Kabarsiar, Tanah Bumbu – Bupati Tanah Bumbu Andi Rudi Latif sempat tersedu saat menyampaikan sambutan sebelum pelaksanaan salat istisqa dan doa bersama di halaman Kantor Bupati Tanah Bumbu, Senin (24/8/2026).
Dalam suasana haru, Bupati mengajak seluruh pihak menjadikan salat istisqa sebagai ikhtiar lahir dan batin di tengah musim kemarau yang melanda wilayah Kalimantan Selatan.
“Sebagai manusia, kita juga menyadari bahwa segala ikhtiar memiliki keterbatasan. Karena itu, pada hari ini kita melaksanakan salat istisqa, memohon kepada Allah SWT agar berkenan menurunkan hujan yang cukup, membawa keberkahan, memberikan manfaat bagi kehidupan, serta menjadi rahmat bagi seluruh alam dan masyarakat kita,” ujar Andi Rudi Latif.

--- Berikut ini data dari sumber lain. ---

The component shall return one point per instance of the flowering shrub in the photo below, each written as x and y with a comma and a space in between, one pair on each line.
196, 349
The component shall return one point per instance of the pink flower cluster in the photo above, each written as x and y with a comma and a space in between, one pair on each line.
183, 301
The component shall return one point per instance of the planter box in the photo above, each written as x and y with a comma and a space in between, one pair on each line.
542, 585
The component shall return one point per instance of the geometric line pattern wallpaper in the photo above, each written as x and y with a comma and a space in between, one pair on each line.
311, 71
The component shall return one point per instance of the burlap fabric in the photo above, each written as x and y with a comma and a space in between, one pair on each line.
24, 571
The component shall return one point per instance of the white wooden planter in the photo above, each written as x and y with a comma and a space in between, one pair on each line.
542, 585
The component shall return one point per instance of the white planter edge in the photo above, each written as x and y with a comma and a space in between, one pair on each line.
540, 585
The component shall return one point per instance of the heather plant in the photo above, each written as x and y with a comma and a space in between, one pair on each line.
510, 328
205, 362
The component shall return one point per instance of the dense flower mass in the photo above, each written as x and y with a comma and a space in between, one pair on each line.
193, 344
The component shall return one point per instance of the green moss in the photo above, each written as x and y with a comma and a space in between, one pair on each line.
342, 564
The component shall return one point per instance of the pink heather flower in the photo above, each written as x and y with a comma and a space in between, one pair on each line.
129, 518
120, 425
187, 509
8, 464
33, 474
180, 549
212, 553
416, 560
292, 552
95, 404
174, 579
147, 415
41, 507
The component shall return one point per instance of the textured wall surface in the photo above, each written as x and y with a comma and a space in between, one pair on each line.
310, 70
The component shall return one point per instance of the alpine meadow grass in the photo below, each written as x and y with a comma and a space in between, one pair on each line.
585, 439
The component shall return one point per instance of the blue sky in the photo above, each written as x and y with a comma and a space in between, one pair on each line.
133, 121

Salat istisqa tersebut diikuti jajaran Pemerintah Kabupaten Tanah Bumbu, alim ulama, tokoh agama, serta unsur terkait. Kegiatan digelar sebagai ikhtiar bersama memohon turunnya hujan di tengah kondisi kemarau yang berdampak terhadap ketersediaan air bersih, pertanian, perkebunan, hingga aktivitas masyarakat.
Andi Rudi Latif mengatakan pemerintah daerah terus melakukan berbagai langkah untuk membantu masyarakat yang terdampak kemarau. Namun, menurutnya, berbagai upaya tersebut tetap perlu diiringi dengan doa dan kesadaran bahwa manusia memiliki keterbatasan.
Ia juga mengajak masyarakat untuk meningkatkan kepedulian terhadap warga yang mengalami kesulitan mendapatkan air bersih dan memenuhi kebutuhan dasar.
“Mari kita saling membantu dan memastikan saudara-saudara kita yang membutuhkan tetap mendapatkan akses terhadap air bersih dan kebutuhan dasar lainnya,” katanya.
Selain itu, Bupati mengingatkan pentingnya menjaga lingkungan selama musim kemarau. Masyarakat diminta menghemat penggunaan air, menjaga sumber air, serta tidak melakukan aktivitas pembakaran yang dapat memicu kebakaran hutan dan lahan.
“Kepada seluruh masyarakat, saya mengajak untuk menghemat penggunaan air, menjaga sumber-sumber air, tidak melakukan pembakaran yang dapat memicu kebakaran lahan, serta bersama-sama menjaga kelestarian lingkungan kita,” ujarnya.
Berdasarkan data BPBD Tanah Bumbu, tercatat 24 kejadian kebakaran hutan dan lahan sepanjang periode siaga darurat hingga pertengahan Agustus 2026. Total luas lahan yang terbakar mencapai 74,8 hektare, dengan sekitar 38,8 hektare di antaranya telah tertangani.
Usai sambutan Bupati, pelaksanaan salat istisqa dilanjutkan dengan khotbah yang disampaikan Ketua Majelis Ulama Indonesia Tanah Bumbu, Ustaz Haeruddin.
Dalam khotbahnya, Ustaz Haeruddin mengajak seluruh jemaah untuk melakukan introspeksi diri, memperbanyak tobat, meningkatkan ketakwaan, dan memperbanyak amal saleh.
“Kesadaran dan pengakuan inilah yang mungkin terbukanya pintu rahmat, karunia, dan belas kasih sayang-Nya yang kita mohon dan harapkan pada hari ini demi melepaskan kita dari semua penderitaan,” ujarnya.
Khotbah kemudian ditutup dengan doa bersama agar Allah SWT mengampuni dosa dan kesalahan, menerima ibadah seluruh jemaah, serta menurunkan hujan yang membawa keberkahan bagi masyarakat dan lingkungan di Kabupaten Tanah Bumbu.